Strength of recommendations

Strong (grade 1): Strong recommendations (grade 1) are made when there is confidence that the benefits do or do not outweigh harm and burden. Grade 1 recommendations can be applied uniformly to most patients. Regard as ‘recommend’.

Weak (grade 2): Where the magnitude of benefit or not is less certain a weaker grade 2 recommendation is made. Grade 2 recommendations require judicious application to individual patients. Regard as ‘suggest’.

Quality of evidence

The quality of evidence is graded as high (A), moderate (B) or low (C). To put this in context it is useful to consider the uncertainty of knowledge and whether further research could change what we know or our certainty.

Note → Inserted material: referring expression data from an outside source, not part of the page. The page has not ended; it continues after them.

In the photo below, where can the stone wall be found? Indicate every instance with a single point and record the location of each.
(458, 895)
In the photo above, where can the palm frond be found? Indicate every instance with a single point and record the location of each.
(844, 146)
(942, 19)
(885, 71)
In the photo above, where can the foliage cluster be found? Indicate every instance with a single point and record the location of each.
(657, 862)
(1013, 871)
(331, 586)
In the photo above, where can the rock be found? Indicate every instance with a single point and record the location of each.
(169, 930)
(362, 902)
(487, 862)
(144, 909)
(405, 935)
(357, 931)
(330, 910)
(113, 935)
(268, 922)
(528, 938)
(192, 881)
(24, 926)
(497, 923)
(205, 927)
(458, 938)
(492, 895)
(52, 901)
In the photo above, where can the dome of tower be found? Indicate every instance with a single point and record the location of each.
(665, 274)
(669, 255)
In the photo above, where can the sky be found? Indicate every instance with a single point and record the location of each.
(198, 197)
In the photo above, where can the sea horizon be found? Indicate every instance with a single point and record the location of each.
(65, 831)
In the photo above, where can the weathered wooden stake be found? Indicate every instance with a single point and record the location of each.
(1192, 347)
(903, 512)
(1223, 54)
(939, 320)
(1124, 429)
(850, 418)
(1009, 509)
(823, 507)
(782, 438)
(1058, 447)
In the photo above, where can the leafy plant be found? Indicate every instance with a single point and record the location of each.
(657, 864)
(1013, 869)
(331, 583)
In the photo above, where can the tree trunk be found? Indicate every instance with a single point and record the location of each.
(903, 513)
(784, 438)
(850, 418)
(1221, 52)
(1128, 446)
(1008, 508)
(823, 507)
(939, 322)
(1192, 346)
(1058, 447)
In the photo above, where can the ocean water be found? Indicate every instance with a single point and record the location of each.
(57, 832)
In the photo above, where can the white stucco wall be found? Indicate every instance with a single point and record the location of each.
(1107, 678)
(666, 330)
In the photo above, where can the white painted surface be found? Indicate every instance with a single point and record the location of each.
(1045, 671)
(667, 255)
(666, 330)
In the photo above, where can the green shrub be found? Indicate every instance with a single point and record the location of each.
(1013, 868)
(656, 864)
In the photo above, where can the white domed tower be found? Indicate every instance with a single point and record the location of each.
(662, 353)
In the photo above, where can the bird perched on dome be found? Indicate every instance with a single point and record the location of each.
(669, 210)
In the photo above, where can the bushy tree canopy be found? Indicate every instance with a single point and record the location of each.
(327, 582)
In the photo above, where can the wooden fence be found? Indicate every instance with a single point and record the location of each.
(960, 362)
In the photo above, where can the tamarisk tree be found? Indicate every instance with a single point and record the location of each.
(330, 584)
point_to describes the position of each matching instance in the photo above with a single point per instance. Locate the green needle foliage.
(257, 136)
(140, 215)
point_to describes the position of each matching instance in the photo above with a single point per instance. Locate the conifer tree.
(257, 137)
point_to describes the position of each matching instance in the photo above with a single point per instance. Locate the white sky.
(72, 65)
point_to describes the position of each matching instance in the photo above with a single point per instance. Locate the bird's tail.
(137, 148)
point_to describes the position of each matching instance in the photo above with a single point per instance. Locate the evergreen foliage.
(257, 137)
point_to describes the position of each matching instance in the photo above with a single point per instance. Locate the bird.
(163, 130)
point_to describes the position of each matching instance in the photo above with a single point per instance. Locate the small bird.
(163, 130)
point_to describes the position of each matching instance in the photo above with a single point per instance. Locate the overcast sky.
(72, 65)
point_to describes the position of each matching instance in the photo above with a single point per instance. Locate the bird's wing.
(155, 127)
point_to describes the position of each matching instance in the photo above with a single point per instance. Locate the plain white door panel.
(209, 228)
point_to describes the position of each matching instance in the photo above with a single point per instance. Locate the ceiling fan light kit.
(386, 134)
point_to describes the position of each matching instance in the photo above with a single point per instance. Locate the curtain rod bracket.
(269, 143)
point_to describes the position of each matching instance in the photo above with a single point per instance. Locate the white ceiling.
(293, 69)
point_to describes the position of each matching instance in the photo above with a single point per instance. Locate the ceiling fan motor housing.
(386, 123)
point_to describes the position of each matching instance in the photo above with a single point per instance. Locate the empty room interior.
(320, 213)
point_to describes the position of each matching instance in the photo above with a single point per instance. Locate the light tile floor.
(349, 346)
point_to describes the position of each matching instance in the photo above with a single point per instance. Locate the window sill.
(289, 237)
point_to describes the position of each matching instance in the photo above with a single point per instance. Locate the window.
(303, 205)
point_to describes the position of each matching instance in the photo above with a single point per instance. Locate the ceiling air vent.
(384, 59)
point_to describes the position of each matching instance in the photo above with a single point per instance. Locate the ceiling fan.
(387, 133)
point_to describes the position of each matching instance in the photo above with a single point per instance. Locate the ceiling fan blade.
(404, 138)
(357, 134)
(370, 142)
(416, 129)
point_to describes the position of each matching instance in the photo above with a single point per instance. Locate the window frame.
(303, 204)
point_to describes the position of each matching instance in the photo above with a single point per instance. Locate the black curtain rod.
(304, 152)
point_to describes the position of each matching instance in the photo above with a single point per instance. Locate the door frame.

(A) High: Further research is very unlikely to change confidence in the estimate of effect. Current evidence derived from randomized clinical trials without important limitations.

(B) Moderate: Further research may well have an important impact on confidence in the estimate of effect and may change the estimate. Current evidence derived from randomized clinical trials with important limitations (e.g. inconsistent results, imprecision – wide confidence intervals or methodological flaws – e.g. lack of blinding, large losses to follow up, failure to adhere to intention to treat analysis), or very strong evidence from observational studies or case series (e.g. large or very large and consistent estimates of the magnitude of a treatment effect or demonstration of a dose-response gradient).

(C) Low: Further research is likely to have an important impact on confidence in the estimate of effect and is likely to change the estimate. Current evidence from observational studies, case series or just opinion.